En el cabaret Mariette 
Mario Mattoli realiza al final de la década de los treinta cuatro títulos con Macario que constituyen otros tantos éxitos de público. El primero de ellos es el Imputato alzatevi! que hoy traemos a la palestra. Mattoli se sirve de un argumento de Bel Ami -periodista y libretista experimentado en revista- y recurre a la plana mayor de las redacciones de la revista de humor que está triunfando en ese momento en Italia: “Marc’Aurelio”. Aunque en los créditos sólo figuran Metz y Mattoli como responsables del libreto, también suministran gags y réplicas Marchessi, Carlo Manzoni, Vito da Bellis, Brancacci, Steno y los jovencísimos Federico Fellini y Giovanni Guareschi. 

La acción se sitúa en Francia, para no herir susceptibilidades de los jerarcas fascistas pues la película se toma a chacota el sistema judicial con el mismo desparpajo con el que lo hicieran William Wellman en Roxie Hart (1942), Tono en Habitación para tres (1951) o Fernán-Gómez en La vida alrededor (1959). Macario –con el nombre francés a más no poder de Cipriano Duval- es un ayudante de enfermería en una maternidad, con aspiraciones de compositor y cantante, que se hace pasar por tremendo mujeriego ante la enfermera Giorgetta (Leila Guarni).

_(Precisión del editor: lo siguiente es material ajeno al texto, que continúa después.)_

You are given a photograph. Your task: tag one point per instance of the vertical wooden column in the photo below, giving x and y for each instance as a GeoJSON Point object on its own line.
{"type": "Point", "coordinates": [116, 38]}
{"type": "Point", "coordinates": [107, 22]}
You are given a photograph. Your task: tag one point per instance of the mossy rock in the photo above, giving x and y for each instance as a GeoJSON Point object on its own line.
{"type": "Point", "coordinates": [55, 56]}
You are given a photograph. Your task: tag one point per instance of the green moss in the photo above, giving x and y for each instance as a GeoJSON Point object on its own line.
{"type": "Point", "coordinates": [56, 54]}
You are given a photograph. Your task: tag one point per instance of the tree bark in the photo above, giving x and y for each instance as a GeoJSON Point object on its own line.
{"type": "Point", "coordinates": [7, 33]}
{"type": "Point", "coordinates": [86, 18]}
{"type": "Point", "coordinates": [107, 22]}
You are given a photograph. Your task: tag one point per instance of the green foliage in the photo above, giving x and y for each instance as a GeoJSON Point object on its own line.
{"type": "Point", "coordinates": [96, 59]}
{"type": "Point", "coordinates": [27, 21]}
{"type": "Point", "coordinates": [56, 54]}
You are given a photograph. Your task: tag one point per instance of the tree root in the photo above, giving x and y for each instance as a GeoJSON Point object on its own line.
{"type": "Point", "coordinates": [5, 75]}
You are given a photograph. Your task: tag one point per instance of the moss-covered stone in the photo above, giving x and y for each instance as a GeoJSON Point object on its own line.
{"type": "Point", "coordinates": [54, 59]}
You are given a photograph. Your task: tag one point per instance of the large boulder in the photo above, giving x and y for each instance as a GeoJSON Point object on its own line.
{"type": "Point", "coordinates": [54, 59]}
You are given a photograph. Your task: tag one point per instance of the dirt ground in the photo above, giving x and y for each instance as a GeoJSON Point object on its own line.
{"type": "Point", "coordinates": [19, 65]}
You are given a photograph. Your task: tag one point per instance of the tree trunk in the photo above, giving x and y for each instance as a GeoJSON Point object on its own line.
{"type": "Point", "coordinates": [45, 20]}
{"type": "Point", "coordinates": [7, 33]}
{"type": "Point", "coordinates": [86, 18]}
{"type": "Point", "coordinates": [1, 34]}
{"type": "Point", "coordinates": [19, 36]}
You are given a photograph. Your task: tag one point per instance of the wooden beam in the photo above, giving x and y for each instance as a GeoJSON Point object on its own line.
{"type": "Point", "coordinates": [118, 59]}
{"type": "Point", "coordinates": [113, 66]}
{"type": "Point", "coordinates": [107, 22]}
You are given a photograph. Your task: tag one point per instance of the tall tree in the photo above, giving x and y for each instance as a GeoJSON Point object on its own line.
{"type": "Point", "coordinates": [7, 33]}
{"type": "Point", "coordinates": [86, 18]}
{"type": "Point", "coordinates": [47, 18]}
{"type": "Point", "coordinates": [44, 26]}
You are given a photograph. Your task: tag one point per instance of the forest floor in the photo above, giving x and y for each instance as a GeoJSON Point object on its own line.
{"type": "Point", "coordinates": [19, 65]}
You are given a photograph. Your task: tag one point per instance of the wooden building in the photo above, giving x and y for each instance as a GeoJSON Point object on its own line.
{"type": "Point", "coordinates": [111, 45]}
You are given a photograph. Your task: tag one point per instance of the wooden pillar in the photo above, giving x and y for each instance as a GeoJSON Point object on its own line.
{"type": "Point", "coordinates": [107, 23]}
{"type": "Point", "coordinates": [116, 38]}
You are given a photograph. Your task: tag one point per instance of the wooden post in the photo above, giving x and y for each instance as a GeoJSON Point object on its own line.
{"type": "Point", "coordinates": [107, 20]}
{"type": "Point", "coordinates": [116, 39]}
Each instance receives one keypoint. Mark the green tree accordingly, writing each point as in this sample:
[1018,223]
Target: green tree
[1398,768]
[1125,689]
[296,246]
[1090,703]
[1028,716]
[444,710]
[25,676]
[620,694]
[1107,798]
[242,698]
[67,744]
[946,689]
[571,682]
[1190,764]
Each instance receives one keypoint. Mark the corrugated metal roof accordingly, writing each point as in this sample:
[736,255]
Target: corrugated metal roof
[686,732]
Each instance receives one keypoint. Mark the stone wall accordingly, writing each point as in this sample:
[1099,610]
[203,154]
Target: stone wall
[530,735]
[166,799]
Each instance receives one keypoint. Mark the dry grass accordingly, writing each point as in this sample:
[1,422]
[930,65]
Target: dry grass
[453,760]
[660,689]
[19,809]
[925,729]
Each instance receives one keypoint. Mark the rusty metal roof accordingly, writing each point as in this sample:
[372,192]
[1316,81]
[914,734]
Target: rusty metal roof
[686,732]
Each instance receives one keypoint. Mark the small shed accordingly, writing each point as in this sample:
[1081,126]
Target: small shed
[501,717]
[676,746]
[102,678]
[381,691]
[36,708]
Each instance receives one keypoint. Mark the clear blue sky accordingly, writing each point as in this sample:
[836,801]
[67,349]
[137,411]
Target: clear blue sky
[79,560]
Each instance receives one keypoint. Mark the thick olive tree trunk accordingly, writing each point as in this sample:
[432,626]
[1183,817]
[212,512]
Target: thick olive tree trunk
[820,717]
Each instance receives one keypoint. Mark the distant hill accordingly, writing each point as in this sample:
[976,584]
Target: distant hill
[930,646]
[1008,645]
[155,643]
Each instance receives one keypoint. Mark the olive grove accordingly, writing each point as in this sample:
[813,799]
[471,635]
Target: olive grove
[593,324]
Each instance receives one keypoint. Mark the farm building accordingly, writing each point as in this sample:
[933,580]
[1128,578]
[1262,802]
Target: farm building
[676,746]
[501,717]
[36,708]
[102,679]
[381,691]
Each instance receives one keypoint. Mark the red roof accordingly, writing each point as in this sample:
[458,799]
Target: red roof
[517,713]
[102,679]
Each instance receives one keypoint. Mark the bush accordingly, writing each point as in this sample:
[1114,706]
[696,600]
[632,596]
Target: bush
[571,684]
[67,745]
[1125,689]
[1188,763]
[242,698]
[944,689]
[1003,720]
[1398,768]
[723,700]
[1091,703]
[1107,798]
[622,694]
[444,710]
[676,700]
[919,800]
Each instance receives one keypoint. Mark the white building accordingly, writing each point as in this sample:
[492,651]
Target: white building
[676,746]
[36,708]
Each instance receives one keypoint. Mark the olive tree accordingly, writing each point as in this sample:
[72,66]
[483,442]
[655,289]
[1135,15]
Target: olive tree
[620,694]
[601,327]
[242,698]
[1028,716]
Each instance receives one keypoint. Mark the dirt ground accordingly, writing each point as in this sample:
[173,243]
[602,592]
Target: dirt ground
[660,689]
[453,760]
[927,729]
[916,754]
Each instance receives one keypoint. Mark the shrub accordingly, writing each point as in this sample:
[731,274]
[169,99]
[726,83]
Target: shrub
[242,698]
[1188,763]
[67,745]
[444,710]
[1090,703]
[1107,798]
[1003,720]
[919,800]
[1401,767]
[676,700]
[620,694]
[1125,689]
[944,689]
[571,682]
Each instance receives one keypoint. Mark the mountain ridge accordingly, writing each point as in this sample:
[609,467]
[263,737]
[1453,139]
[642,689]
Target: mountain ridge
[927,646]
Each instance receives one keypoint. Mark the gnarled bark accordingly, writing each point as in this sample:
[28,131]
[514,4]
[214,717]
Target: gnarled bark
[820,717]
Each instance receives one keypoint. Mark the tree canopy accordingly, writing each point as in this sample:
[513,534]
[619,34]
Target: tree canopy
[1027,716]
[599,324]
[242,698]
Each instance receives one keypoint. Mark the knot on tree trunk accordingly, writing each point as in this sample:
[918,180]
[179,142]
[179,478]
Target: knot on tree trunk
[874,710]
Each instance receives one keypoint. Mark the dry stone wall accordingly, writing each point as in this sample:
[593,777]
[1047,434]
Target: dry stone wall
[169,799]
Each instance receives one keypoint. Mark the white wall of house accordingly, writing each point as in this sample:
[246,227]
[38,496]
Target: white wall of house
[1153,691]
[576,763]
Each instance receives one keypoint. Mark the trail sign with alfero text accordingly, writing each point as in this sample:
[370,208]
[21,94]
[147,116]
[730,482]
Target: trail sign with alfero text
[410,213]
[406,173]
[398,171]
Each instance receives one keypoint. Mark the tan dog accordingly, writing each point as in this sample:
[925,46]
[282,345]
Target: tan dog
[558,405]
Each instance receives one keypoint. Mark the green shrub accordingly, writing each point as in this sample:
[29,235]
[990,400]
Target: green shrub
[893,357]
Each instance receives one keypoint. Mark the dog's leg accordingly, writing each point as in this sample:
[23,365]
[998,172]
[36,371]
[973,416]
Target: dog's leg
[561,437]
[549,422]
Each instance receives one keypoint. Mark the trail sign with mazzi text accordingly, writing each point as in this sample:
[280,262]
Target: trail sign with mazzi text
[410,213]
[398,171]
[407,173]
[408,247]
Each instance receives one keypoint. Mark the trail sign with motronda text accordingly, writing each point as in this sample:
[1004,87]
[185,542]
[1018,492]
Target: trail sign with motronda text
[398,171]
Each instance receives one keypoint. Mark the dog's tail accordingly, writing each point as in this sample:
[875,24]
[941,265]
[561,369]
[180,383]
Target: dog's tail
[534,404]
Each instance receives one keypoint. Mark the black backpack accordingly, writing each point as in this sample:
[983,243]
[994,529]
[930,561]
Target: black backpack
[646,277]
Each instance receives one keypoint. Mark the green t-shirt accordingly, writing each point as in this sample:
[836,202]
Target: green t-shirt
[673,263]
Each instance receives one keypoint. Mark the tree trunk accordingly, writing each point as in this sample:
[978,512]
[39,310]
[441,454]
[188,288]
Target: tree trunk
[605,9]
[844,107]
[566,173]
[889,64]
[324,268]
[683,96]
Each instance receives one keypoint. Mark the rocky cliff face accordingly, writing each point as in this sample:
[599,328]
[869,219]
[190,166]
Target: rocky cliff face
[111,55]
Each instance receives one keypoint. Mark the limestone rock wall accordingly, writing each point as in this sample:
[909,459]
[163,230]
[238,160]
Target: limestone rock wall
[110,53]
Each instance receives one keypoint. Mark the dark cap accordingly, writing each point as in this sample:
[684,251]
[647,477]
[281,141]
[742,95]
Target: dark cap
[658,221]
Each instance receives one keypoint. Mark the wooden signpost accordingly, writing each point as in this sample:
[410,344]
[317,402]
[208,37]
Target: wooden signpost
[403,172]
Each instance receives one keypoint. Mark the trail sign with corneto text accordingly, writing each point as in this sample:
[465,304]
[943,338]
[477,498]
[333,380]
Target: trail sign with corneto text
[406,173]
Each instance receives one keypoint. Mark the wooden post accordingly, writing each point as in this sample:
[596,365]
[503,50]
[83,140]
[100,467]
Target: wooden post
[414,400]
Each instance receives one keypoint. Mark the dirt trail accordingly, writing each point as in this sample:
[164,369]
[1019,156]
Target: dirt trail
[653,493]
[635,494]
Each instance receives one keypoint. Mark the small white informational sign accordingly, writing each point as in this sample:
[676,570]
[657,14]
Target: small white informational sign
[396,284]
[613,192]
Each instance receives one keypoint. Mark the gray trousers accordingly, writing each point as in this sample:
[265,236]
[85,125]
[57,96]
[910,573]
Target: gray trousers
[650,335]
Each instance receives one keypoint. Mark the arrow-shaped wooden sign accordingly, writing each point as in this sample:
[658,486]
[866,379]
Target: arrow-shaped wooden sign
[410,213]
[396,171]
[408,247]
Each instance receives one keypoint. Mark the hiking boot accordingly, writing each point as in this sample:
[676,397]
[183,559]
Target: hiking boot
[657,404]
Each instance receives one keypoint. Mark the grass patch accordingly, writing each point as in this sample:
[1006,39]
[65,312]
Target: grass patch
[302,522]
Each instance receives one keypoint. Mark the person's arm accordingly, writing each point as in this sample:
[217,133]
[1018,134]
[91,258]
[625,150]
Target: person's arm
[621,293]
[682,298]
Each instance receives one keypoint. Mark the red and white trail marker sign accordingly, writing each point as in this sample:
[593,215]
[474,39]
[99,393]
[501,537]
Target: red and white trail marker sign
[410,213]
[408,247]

Cipriano tiene tan buen corazón que le roba al doctor (Carlo Rizzo) los animales con los que realiza los experimentos. Despedido del hospital, Cipriano traba conocimiento con Vetriolo (Armando Migliari), un ladrón especializado en entrar en un local con un abrigo viejo y salir de él con uno nuevo y, a ser posible, con una cartera en el bolsillo. Esa noche, después de una juerga en el cabaret Mariette, Cipriano se encuentra con cuatro abrigos flamantes, una pistola en la mano y un cadáver a sus pies.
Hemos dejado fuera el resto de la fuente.